Nous avons donc basculé. Fusils et maquis. Nous venger ? Non, nous sommes des garçons dignes. Et tous les noms sinistres que vous nous accolez, fous, terroristes, etc., nous laissent de marbre. Kalachnikovs au poing et grenades dégoupillées, nous marchons sur vos brisées. Arrivés au bout de la nuit que vous avez voulue sans promesse d’aube, nous avons jugé convenable d’ajouter de la nuit à la nuit. Dans le rien où vos contemporains et vous avez plongé mes contemporains et moi, il peut faire sens d’ajouter du non-sens au non-sens que vous cultivez et entretenez. Nous ne nous vengeons point. Nous sommes dans l’action pour prolonger l’absurde. Vos contemporains et amis assurent contre nous votre sécurité. Ils nous pourchassent avec armes et bagages et soldats envoyés par l’Europe venue vous protéger pour continuer, protégée par vous, à ronger et ruiner l’Afrique. Et pendant qu’elle vous protège, nos contemporains diplômés restés hors maquis ne vivent pas, ils survivent.
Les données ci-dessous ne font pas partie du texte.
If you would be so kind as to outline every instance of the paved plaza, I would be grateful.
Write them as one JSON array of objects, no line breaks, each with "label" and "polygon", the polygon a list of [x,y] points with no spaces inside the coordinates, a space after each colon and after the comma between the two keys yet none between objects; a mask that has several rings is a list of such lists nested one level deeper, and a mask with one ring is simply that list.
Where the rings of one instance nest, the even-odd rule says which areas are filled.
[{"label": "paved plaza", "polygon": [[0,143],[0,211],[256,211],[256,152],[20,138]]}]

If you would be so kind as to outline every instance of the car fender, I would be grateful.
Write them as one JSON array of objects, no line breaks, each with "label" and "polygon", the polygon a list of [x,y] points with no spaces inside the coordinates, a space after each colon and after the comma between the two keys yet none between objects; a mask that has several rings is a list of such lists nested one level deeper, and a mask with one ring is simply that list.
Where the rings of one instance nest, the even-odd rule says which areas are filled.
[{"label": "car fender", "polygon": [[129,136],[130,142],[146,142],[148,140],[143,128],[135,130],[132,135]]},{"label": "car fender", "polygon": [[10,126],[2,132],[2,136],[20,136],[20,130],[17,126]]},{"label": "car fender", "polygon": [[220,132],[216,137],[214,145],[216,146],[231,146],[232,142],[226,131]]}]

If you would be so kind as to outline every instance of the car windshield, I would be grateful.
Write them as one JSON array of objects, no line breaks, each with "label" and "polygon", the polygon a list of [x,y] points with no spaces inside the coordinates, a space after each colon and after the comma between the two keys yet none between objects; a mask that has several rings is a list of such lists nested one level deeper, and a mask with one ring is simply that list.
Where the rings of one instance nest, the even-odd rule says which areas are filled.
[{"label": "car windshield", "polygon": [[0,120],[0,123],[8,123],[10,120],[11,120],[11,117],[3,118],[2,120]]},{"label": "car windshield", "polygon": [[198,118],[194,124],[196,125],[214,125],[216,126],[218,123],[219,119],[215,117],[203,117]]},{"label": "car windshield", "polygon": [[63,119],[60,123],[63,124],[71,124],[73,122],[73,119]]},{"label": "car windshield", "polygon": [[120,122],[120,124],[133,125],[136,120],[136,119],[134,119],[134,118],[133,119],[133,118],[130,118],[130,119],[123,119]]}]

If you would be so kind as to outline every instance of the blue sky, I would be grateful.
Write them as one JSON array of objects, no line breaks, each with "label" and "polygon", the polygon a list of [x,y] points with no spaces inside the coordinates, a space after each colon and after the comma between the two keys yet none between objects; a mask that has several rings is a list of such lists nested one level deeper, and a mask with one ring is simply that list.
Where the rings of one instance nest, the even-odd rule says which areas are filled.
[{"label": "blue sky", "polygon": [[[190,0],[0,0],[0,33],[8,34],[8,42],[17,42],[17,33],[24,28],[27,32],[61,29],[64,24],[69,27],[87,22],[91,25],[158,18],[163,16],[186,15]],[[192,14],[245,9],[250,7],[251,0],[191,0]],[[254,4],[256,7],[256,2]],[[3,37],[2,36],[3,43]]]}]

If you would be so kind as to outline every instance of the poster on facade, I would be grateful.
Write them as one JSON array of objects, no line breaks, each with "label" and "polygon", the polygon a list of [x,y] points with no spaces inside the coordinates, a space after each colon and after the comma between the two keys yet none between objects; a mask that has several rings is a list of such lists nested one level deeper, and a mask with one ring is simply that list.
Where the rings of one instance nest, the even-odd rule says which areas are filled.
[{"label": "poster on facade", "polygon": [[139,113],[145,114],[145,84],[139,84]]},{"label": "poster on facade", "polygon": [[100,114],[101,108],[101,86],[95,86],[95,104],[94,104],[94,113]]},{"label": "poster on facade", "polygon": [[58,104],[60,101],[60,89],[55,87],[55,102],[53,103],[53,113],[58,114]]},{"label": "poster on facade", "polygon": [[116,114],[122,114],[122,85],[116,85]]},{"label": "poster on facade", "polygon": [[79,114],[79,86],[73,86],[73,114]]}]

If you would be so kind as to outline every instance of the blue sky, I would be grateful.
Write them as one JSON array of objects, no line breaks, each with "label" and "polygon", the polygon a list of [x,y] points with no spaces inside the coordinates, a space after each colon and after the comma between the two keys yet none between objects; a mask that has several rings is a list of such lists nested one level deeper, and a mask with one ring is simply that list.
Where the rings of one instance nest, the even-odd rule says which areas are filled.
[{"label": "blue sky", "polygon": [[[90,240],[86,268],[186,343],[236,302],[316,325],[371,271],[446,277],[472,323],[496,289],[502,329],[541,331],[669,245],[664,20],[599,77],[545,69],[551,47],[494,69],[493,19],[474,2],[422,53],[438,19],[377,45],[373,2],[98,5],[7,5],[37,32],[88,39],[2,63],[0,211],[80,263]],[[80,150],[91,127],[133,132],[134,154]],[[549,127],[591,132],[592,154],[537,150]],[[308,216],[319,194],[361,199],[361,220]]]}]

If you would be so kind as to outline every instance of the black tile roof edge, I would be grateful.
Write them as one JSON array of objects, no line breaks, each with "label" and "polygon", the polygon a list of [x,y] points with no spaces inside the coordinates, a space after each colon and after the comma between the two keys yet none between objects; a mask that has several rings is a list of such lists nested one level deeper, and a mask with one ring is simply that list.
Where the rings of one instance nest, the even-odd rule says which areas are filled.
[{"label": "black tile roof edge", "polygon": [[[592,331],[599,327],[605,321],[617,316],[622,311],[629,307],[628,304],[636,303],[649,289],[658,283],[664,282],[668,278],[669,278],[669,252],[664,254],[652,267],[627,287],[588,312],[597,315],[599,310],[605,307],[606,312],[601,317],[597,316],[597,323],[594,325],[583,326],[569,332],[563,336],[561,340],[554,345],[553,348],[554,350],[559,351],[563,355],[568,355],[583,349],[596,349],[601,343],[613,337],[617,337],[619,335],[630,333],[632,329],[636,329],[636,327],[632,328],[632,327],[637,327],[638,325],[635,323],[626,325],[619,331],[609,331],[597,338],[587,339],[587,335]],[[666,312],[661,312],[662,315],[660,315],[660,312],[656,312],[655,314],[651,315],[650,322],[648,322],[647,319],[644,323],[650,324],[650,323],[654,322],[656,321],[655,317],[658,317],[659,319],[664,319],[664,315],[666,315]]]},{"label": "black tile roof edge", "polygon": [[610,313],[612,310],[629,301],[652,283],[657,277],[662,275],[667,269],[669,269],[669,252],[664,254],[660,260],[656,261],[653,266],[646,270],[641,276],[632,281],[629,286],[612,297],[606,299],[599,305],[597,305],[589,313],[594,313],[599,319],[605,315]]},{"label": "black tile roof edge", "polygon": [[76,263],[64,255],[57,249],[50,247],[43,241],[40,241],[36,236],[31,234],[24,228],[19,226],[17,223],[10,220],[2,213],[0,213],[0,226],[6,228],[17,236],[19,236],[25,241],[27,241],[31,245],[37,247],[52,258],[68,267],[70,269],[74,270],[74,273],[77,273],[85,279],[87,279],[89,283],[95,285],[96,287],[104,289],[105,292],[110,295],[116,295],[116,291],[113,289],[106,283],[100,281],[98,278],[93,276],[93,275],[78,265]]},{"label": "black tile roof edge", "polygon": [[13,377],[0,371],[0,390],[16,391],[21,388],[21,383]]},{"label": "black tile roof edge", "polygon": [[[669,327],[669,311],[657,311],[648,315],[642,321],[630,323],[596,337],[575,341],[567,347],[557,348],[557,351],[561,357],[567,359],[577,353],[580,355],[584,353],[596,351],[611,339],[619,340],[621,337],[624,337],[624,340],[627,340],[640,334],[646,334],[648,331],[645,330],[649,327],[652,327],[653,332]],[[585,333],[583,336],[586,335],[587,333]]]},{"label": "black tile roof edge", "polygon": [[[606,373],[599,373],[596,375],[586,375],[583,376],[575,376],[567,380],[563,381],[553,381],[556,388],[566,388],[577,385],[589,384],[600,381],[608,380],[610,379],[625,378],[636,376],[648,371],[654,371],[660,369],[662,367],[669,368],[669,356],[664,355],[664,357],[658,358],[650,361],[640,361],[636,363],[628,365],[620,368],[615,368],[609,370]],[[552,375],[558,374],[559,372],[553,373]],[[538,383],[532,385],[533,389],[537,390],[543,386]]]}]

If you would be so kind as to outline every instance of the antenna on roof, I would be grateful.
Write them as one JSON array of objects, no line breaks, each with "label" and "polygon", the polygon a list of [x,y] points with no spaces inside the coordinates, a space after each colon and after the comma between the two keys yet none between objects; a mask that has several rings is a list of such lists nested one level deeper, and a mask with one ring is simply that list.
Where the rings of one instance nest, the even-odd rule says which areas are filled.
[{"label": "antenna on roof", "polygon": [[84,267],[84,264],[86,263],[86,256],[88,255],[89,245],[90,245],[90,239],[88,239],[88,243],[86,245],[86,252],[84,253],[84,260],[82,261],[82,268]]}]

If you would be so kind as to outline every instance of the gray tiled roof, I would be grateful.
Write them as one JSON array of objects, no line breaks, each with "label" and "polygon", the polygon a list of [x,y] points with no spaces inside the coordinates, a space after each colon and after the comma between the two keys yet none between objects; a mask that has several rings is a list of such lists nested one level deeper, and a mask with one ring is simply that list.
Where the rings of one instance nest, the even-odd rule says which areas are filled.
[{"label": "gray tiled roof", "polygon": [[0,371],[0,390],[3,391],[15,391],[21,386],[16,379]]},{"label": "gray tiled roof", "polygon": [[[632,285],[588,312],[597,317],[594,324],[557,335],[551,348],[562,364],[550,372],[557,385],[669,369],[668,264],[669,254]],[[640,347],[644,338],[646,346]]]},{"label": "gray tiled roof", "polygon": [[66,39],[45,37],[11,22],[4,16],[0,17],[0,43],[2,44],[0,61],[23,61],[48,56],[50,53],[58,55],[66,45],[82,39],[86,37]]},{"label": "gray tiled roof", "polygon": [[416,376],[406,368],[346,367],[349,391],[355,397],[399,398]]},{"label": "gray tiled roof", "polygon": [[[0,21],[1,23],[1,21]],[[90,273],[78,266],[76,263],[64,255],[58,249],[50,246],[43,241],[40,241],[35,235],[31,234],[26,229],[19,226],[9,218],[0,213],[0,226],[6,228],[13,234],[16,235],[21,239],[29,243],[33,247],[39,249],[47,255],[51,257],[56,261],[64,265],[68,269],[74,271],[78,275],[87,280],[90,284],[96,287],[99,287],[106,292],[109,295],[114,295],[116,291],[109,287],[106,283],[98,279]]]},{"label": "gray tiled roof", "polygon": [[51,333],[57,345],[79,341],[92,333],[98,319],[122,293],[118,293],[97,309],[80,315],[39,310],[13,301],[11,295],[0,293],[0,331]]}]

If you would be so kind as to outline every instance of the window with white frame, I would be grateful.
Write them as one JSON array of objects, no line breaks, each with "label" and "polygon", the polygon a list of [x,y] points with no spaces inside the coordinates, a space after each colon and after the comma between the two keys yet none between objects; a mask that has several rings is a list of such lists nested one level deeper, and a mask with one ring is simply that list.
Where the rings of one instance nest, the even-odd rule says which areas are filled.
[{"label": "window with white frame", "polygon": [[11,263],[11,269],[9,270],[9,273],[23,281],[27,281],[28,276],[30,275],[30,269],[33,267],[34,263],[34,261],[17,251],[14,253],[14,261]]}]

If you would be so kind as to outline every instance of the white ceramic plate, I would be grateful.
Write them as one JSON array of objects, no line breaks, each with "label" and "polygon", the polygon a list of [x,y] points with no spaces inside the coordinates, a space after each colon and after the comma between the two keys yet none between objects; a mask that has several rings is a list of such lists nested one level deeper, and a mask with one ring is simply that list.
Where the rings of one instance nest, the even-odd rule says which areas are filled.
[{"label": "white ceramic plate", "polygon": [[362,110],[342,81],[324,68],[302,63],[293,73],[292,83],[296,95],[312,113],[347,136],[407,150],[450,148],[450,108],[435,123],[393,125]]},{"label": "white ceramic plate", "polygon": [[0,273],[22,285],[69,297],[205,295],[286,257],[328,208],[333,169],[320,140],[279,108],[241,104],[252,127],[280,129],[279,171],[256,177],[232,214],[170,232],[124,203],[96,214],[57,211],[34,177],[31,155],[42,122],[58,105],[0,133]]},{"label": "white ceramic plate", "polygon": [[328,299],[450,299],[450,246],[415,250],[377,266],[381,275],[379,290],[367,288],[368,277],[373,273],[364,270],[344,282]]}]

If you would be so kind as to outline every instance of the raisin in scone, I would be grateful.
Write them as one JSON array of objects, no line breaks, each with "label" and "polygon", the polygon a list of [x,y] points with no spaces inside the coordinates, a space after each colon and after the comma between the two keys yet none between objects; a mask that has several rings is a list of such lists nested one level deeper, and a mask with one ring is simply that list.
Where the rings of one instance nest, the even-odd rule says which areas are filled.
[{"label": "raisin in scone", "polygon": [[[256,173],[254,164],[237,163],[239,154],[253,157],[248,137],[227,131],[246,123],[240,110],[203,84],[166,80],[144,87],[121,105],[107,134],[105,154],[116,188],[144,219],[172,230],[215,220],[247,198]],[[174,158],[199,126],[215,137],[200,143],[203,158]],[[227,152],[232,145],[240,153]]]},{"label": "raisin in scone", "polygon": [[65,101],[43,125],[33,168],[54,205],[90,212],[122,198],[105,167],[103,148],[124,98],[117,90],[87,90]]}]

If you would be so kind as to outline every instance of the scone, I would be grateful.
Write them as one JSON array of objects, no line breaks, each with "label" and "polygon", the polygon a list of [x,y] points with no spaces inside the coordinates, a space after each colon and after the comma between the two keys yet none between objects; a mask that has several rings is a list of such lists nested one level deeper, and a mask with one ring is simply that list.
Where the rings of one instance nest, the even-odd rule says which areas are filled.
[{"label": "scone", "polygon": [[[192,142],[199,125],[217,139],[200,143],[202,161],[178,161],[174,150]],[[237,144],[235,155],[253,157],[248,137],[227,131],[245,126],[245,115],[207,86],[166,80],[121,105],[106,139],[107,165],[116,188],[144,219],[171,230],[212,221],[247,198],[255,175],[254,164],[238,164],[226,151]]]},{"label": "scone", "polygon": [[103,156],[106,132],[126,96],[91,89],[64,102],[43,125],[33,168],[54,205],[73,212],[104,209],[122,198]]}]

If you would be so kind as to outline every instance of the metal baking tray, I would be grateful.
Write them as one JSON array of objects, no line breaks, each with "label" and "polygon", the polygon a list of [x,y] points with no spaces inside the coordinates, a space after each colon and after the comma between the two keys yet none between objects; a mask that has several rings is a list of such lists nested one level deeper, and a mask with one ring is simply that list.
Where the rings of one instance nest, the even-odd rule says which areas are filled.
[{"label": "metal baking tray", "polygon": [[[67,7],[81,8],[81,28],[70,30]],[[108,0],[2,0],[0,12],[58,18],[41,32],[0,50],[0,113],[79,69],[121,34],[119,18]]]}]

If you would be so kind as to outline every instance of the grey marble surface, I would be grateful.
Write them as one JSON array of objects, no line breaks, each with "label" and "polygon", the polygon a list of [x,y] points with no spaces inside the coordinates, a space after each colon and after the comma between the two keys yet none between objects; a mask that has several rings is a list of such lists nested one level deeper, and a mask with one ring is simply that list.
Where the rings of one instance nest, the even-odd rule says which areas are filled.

La femme, « avenir de l’homme », vivote en se vendant à quat’ sous dans des arrière-cours sordides. Et dans les quartiers sordides, on les voit, jeunes gens zombis errants, « avenir de la nation », regard éteint, mental atteint, à force de tenter de noyer l’enfer réel dans les paradis artificiels de l’héroïne. Voilà, dear Mister, votre sécurité et votre avenir assurés.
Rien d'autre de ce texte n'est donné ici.